We've seen an elite season from Metcalf before, when he had 83 catches for 1,303 yards and 10 touchdowns in 2020. He followed that up with a couple of disappointing showings, and it feels like the Fantasy community isn't doing much dreaming on his upside these days. 2022 was a weird year for Metcalf, whose 141 targets were a career-high, while his catch rate of 63.8% wasn't far off his career high, and yet his production left a lot to be desired. Mostly, that came down to Metcalf being less effective with the ball in his hands, as his 2.4 yards after the catch was the lowest mark of his career by far -- he'd been between 4.4 and 4.7. Maybe he's just not the elite athlete he once was, and can't be relied on to break big plays like he once did ... or maybe it was just a weird, fluke-y thing.
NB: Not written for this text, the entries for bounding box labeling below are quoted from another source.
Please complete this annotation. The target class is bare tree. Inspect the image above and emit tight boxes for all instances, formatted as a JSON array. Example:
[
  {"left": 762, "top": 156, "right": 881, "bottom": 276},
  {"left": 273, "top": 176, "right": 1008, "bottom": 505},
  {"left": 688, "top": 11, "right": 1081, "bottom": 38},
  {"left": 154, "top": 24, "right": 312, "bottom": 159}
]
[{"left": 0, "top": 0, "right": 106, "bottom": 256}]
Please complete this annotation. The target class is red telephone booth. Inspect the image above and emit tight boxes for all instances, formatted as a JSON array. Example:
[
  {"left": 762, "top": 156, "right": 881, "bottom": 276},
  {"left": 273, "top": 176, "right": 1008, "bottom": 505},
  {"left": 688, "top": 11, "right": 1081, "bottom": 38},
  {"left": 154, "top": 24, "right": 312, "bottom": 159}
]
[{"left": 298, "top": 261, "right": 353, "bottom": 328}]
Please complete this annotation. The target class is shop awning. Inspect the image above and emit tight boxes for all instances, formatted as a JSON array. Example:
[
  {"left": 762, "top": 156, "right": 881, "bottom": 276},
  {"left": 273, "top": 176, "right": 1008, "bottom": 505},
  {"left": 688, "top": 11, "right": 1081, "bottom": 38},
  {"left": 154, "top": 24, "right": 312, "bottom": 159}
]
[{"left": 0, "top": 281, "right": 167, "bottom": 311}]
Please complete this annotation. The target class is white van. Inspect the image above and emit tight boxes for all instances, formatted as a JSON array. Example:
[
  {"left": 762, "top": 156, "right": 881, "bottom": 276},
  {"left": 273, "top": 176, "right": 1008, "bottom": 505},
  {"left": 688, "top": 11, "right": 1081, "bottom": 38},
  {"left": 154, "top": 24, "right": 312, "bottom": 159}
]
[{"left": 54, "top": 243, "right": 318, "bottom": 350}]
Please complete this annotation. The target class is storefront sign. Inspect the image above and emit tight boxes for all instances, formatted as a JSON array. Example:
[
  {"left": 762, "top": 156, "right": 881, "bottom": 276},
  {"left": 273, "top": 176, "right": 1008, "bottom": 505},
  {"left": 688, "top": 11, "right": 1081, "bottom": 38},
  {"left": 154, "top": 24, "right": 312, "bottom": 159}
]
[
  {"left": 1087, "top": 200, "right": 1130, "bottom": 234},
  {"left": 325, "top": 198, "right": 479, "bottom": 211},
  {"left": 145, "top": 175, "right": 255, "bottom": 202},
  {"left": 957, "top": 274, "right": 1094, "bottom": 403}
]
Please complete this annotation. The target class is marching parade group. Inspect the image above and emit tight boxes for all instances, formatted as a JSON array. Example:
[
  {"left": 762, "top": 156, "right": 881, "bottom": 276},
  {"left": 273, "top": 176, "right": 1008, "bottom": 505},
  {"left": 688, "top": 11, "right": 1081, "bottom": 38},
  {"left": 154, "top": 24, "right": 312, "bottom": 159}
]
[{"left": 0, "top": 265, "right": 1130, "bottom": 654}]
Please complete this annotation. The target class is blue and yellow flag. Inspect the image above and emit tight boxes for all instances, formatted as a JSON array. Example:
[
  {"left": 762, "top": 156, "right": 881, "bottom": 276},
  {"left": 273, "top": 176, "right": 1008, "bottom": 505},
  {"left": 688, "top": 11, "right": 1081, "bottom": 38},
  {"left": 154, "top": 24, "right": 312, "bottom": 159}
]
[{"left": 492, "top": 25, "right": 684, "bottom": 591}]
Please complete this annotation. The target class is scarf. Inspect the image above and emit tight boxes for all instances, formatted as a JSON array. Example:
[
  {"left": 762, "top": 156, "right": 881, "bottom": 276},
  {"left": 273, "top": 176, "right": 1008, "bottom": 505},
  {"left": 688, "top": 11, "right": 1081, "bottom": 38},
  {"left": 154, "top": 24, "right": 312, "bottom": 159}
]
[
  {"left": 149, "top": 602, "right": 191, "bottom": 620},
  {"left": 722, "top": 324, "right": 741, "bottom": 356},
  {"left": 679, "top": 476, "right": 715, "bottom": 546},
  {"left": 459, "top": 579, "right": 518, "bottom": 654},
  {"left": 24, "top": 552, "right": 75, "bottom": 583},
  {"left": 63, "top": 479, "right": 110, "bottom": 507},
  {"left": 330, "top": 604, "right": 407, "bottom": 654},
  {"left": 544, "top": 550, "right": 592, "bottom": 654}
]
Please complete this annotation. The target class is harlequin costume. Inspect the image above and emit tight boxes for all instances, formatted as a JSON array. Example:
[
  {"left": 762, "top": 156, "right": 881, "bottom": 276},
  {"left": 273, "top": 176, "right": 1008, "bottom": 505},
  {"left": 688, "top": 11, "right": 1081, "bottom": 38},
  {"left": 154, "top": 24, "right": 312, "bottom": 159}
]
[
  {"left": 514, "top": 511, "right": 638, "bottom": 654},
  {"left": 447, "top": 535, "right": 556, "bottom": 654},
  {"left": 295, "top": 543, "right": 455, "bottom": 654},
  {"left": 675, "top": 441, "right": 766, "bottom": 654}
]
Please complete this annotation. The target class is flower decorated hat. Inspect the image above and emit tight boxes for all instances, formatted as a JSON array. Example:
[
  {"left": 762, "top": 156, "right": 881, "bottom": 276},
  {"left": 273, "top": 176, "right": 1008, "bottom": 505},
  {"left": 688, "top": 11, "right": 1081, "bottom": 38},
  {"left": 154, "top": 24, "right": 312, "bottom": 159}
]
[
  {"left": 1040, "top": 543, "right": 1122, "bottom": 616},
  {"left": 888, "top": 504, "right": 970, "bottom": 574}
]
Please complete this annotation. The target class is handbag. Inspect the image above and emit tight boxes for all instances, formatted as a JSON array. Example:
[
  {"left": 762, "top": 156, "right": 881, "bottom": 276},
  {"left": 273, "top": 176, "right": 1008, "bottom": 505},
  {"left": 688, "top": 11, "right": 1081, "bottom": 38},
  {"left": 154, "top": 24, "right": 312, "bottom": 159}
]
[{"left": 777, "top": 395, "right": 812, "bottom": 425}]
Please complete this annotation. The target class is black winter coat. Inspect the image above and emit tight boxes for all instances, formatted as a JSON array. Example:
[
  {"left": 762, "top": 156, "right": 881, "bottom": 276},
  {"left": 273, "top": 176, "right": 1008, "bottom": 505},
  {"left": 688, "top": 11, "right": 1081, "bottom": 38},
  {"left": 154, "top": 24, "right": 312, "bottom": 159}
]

If he sustains last year's target number and breaks big plays like he did in 2021 and before, there's still a path to a top-five outcome here, even with the addition of Smith-Njigba.
Pay no mind to the 2022 production -- Smith-Njigba played just three games while dealing with hamstring injuries. And he didn't really have much to prove after 2021, when he put up 95 catches, 1,606 yards, and nine touchdowns while playing alongside Garrett Wilson and Chris Olave. A year younger than both, he dominated two future NFL stars in production. That's incredibly impressive, and that's why he was the first wide receiver taken in the NFL Draft. It's why he's the first rookie wide receiver taken in ADP, just ahead of the Vikings Jordan Addison.
But I prefer Addison, personally, because his landing spot in Minnesota is a lot more clear. Smith-Njigba may end up being a superstar in the NFL, but I think the likeliest outcome for 2023, at least, is that he's more of a role player. I'm fine with his price as WR40, with an ADP of 88.56, because there's at least a chance he's just so overwhelming that the target competition here doesn't matter. That upside is worth chasing, just don't be surprised if Smith-Njigba finds it hard to find consistent targets behind Metcalf and Lockett, at least at first.